Новеллисим, вздрогнув, повинно развел руками:
– Задержки и проволочки неизбежны, ваше величество. Пока на судне побывали чины из таможенной управы, пока переписали всех присутствующих и осмотрели груз, пока доложили коменданту, пока Заккария соображал и собирался с духом… Но не извольте беспокоиться, никуда они из гавани не денутся. Их корабль после бури течет, как решето, и мачта на нем сломана. Подготовить барку и личный эскорт вашего величества?

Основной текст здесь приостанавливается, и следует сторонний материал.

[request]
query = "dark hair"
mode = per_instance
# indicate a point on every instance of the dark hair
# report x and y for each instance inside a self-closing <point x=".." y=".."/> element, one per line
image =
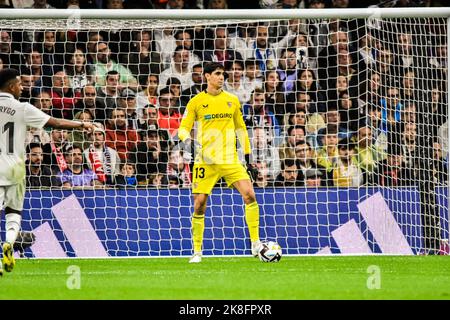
<point x="33" y="145"/>
<point x="179" y="48"/>
<point x="287" y="163"/>
<point x="250" y="62"/>
<point x="296" y="127"/>
<point x="229" y="64"/>
<point x="164" y="90"/>
<point x="173" y="80"/>
<point x="346" y="144"/>
<point x="111" y="73"/>
<point x="7" y="75"/>
<point x="210" y="67"/>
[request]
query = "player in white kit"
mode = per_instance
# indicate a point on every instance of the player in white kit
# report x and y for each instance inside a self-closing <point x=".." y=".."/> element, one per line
<point x="15" y="116"/>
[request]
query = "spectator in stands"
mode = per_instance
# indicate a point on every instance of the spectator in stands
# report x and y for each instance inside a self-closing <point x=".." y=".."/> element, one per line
<point x="10" y="57"/>
<point x="150" y="156"/>
<point x="366" y="52"/>
<point x="118" y="136"/>
<point x="440" y="168"/>
<point x="101" y="159"/>
<point x="77" y="174"/>
<point x="287" y="70"/>
<point x="305" y="161"/>
<point x="307" y="83"/>
<point x="262" y="179"/>
<point x="63" y="97"/>
<point x="88" y="102"/>
<point x="127" y="176"/>
<point x="77" y="70"/>
<point x="390" y="109"/>
<point x="174" y="86"/>
<point x="296" y="119"/>
<point x="37" y="174"/>
<point x="261" y="50"/>
<point x="275" y="99"/>
<point x="347" y="173"/>
<point x="221" y="51"/>
<point x="367" y="154"/>
<point x="234" y="83"/>
<point x="288" y="177"/>
<point x="41" y="4"/>
<point x="327" y="155"/>
<point x="256" y="114"/>
<point x="94" y="37"/>
<point x="289" y="4"/>
<point x="142" y="60"/>
<point x="80" y="138"/>
<point x="149" y="120"/>
<point x="199" y="84"/>
<point x="35" y="135"/>
<point x="405" y="56"/>
<point x="436" y="108"/>
<point x="294" y="135"/>
<point x="52" y="54"/>
<point x="373" y="94"/>
<point x="385" y="64"/>
<point x="27" y="85"/>
<point x="108" y="94"/>
<point x="43" y="101"/>
<point x="217" y="4"/>
<point x="105" y="64"/>
<point x="341" y="4"/>
<point x="168" y="116"/>
<point x="314" y="178"/>
<point x="53" y="151"/>
<point x="409" y="144"/>
<point x="348" y="112"/>
<point x="150" y="94"/>
<point x="183" y="38"/>
<point x="179" y="168"/>
<point x="114" y="4"/>
<point x="179" y="68"/>
<point x="264" y="151"/>
<point x="393" y="172"/>
<point x="127" y="101"/>
<point x="328" y="57"/>
<point x="333" y="117"/>
<point x="252" y="75"/>
<point x="165" y="43"/>
<point x="34" y="63"/>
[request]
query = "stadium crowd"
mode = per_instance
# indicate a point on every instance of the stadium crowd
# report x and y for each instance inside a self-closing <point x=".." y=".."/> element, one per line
<point x="326" y="103"/>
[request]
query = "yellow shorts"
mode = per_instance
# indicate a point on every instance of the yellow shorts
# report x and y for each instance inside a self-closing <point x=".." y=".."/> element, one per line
<point x="205" y="176"/>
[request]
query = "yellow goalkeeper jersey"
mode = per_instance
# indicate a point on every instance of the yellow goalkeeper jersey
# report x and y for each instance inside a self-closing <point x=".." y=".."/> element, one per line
<point x="219" y="120"/>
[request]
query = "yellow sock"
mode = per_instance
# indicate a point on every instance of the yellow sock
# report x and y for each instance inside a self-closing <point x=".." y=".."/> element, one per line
<point x="252" y="219"/>
<point x="198" y="227"/>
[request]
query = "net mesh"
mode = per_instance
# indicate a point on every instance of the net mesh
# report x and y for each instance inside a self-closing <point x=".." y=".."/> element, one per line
<point x="347" y="120"/>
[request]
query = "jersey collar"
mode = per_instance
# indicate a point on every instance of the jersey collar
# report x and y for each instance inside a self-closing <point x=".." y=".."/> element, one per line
<point x="6" y="95"/>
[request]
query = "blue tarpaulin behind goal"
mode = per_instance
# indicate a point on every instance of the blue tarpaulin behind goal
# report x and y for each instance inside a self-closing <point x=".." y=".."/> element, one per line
<point x="152" y="222"/>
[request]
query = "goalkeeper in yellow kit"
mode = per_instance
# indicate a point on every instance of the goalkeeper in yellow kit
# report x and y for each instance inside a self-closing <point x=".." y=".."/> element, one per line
<point x="219" y="120"/>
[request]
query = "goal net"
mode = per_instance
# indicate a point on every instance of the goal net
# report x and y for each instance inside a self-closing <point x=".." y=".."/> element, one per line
<point x="347" y="119"/>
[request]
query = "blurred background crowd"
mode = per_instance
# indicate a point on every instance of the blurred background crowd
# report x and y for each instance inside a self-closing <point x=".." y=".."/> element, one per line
<point x="340" y="102"/>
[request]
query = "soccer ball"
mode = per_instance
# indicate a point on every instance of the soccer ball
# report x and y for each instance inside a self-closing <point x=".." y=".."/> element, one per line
<point x="269" y="251"/>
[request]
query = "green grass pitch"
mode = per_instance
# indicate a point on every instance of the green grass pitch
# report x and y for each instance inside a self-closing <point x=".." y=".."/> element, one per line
<point x="226" y="278"/>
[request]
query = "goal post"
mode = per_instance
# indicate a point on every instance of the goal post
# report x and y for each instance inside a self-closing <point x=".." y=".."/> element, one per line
<point x="351" y="142"/>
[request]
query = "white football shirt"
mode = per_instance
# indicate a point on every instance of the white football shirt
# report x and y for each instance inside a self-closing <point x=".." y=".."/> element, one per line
<point x="15" y="116"/>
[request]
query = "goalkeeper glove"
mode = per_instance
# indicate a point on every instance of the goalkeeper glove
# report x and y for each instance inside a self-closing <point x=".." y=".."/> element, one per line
<point x="186" y="146"/>
<point x="251" y="170"/>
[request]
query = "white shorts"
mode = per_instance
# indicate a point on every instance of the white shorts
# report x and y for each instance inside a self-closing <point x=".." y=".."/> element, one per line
<point x="12" y="196"/>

Самозваный базилевс не отвечал, в задумчивости пощипывая недлинную седеющую бородку и пристально разглядывая висящий на стене большой узорчатый ковер в бирюзовых и коралловых тонах. Ковер был выткан в самом Багдаде и взят три года назад в качестве трофея. Барцелло терпеливо ждал, не сомневаясь в том, что услышит. Господь и вправду порой бывает милосерд к тем, кто не заслуживает его доброты. Промысел Его и осенний шторм даровали Кипру призрачный, но все-таки шанс на спасение. Грех и непредусмотрительность им не воспользоваться.

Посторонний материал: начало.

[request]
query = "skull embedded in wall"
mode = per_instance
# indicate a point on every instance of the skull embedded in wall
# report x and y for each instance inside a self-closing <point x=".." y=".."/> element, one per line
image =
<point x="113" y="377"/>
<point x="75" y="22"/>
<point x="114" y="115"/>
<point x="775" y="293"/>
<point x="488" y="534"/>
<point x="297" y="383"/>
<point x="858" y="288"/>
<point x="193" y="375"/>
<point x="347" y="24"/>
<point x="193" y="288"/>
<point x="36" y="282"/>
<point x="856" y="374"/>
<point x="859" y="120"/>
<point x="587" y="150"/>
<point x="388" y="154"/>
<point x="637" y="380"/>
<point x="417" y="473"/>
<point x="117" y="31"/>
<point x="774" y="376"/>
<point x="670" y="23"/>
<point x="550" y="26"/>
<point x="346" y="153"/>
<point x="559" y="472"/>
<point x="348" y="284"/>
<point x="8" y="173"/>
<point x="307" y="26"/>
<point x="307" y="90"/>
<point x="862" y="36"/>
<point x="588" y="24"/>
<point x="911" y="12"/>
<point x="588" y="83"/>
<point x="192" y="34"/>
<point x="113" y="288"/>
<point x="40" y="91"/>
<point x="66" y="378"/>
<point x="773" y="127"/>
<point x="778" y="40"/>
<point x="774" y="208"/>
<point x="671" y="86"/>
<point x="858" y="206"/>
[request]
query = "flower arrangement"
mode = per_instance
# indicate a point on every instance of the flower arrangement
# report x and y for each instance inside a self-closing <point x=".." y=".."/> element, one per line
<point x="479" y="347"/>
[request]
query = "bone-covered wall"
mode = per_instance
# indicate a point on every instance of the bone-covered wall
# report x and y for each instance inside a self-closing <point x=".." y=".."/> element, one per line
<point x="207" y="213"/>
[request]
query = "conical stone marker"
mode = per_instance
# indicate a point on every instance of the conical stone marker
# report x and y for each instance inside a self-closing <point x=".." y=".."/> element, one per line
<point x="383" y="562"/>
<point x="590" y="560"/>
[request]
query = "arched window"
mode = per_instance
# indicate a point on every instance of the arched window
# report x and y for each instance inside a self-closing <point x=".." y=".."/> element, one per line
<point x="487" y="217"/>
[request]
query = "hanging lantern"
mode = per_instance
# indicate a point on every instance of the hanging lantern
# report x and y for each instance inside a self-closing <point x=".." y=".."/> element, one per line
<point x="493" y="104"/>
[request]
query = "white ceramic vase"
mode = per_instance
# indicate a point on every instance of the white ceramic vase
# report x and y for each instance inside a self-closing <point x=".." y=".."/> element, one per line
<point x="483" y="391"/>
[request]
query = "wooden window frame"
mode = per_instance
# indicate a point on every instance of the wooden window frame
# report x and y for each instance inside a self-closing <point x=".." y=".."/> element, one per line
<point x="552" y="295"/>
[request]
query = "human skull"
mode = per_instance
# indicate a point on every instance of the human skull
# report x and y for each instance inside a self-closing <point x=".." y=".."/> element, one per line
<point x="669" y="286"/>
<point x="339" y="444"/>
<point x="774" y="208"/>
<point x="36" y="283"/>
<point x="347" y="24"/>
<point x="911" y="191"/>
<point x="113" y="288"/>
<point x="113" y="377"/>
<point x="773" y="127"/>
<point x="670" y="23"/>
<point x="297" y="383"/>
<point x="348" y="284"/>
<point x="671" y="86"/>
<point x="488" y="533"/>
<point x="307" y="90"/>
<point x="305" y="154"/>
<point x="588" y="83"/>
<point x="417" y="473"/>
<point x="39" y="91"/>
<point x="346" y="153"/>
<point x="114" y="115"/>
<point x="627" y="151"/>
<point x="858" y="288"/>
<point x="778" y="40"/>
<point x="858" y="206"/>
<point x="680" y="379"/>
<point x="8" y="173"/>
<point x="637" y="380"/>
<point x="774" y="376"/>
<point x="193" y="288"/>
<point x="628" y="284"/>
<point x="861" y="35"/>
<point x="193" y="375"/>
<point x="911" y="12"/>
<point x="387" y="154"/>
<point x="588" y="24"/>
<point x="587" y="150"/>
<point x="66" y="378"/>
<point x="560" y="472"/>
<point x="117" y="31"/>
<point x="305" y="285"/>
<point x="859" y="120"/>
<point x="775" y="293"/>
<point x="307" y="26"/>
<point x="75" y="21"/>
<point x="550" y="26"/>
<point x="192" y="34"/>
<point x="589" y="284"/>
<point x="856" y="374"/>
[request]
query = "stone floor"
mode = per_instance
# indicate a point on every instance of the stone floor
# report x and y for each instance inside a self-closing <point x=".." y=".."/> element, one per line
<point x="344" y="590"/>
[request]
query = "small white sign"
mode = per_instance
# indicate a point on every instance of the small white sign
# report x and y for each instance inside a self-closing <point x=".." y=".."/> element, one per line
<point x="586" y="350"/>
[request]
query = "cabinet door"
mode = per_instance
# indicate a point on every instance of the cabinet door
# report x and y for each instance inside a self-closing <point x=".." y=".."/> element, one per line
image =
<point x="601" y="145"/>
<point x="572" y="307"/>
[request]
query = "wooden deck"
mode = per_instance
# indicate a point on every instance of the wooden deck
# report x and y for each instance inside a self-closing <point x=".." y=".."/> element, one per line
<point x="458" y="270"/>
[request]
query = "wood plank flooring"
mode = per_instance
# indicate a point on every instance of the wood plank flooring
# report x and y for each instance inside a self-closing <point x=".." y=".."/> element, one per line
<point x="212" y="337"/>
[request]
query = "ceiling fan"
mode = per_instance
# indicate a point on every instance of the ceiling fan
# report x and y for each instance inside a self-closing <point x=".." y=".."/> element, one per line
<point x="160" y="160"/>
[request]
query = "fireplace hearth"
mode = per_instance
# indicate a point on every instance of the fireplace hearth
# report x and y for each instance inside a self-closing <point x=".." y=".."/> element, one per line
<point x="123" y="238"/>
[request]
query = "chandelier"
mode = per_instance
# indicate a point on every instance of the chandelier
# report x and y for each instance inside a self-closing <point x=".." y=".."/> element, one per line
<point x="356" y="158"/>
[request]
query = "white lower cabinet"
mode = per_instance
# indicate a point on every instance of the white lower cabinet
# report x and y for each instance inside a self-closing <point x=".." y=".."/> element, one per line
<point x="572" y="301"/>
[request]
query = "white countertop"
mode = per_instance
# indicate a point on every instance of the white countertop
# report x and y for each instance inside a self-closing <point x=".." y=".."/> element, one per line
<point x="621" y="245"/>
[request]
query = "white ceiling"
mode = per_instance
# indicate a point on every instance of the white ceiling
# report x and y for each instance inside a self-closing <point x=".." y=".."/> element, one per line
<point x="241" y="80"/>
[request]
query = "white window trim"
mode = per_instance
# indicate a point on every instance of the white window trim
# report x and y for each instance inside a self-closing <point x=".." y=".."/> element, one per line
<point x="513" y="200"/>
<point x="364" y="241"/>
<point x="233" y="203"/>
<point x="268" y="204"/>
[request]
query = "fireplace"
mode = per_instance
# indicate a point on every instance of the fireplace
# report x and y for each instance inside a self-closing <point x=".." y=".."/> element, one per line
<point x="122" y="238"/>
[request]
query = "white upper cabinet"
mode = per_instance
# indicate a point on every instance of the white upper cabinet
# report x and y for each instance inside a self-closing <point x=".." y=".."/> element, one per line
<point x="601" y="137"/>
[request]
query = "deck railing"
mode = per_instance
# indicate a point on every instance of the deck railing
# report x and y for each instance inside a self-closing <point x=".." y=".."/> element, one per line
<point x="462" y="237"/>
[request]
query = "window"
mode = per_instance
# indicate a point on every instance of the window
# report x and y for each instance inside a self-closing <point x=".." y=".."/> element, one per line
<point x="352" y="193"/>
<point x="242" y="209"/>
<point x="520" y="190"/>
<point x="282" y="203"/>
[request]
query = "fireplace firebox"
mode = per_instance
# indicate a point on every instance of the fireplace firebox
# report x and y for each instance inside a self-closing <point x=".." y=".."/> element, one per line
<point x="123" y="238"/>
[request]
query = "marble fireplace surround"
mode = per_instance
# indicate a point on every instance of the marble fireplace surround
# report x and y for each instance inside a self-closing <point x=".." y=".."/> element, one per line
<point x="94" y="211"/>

– Барку – да. Эскорт – тоже да, – резко повелел кирие Исаак. – Радуйся, у тебя появилась возможность прокатиться на расписной лоханке. Съезди за франкской королевой и доставь ее сюда. Вежливо, – Комнин наставительно поднял палец, – очень вежливо. Как у принято говорить у господ рыцарей, куртуазно. Не хочу, чтобы кирия Беренгария нажаловалась потом своему благоверному, сколько дурно ее приняли на Кипре. Понял, Барцелло? Если их шебека в самом деле тонет, пусть снимут оттуда экипаж и свиту госпожи. Тоже вежливо. Никаких поединков, никаких скандалов, никаких разбитых голов и вывихнутых рук. Предупреди Хокона, пусть подготовит франкам достойную встречу. Разместим их в Римской башне, там на всех места хватит. А сам отправляйся в гавань. Позаботься, чтобы все прошло тихо и благопристойно. Базилевс Кипра любезно приглашает в гости случайно оказавшуюся в его владениях прекрасную франкскую госпожу. Кстати, не знаешь, какова она с лица, эта Беренгария?

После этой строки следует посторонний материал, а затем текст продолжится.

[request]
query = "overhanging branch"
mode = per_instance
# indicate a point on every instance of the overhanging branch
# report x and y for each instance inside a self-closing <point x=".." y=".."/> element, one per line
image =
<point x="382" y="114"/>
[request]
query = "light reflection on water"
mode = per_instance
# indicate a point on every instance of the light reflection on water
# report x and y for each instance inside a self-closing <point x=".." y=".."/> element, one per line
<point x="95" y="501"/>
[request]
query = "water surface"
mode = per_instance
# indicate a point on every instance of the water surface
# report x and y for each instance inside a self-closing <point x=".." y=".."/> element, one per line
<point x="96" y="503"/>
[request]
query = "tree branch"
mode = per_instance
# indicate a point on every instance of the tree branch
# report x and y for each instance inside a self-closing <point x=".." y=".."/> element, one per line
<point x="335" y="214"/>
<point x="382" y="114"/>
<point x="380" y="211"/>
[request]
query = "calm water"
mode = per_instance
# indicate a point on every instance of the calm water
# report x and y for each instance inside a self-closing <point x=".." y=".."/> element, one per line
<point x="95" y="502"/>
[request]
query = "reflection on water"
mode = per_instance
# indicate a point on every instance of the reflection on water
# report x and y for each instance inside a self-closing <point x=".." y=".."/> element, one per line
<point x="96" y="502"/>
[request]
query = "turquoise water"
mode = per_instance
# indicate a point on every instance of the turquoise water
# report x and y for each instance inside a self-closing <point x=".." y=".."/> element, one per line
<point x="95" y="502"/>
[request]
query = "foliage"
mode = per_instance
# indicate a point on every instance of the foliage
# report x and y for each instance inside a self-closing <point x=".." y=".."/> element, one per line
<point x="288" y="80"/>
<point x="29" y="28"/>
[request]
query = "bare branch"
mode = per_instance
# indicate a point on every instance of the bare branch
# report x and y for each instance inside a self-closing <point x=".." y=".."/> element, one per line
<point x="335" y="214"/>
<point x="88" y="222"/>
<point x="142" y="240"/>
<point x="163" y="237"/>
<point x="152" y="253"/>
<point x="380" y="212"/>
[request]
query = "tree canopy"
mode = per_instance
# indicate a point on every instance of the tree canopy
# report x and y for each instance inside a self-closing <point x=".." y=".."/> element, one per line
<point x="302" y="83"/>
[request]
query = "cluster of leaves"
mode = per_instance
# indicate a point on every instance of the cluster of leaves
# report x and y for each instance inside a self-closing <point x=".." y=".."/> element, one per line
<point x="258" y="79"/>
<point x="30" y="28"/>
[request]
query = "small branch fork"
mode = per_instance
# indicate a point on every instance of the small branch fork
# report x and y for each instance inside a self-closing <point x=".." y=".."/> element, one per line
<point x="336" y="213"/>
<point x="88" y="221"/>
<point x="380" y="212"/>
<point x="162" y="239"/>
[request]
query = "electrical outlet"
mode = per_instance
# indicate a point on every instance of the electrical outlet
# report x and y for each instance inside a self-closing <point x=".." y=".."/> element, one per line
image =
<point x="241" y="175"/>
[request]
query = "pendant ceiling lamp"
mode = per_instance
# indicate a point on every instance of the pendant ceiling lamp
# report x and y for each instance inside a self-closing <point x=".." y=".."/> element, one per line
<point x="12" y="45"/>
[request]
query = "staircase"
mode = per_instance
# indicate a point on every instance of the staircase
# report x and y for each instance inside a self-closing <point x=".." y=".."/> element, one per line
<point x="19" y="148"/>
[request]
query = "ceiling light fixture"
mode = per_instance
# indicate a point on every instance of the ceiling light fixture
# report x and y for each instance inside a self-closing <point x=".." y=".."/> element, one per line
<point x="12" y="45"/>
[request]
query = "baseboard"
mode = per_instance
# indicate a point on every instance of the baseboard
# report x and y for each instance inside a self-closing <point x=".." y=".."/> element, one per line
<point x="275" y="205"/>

– Говорят, хорошенькая. Она родом из Наварры, что в Иберии, – насплетничал мэтр Берксадрус. Ему совершенно не нравилась грядущая поездка по еще волнуемому сильной послешторомовой зыбью заливу. Но с базилевсом не поспоришь, а морской переход займет от силы полчаса. Можно и потерпеть, заради спасения прекрасного острова, ставшего для мессира Барцелло второй родиной.

 

* * *

 

К полудню настроение на борту «Жемчужины» стало упадническим – во всех смыслах. Потрепанная волнами и разошедшаяся по швам шебека медленно, но неуклонно оседала все глубже, причем нос погружался быстрее, чем корма. Из трюма бочками и ведрами неустанно таскали воду. По мнению Казакова, с равным успехом можно было вычерпывать ложкой Средиземное море. Привычных по историческим фильмам и книгам ручных помп на борту не имелось. То ли еще не изобрели, то ли боцман шебеки не озаботился прикупить их в хозяйство. В недрах утопающего кораблика то и дело что-то гулко булькало и трещало, ломаясь. Из познавательного интереса Серж сунулся в квадратное отверстие люка, откуда на него шибануло затхлостью и гнилью. Внизу, довольно далеко, плескалась черная, неприятная на вид вода.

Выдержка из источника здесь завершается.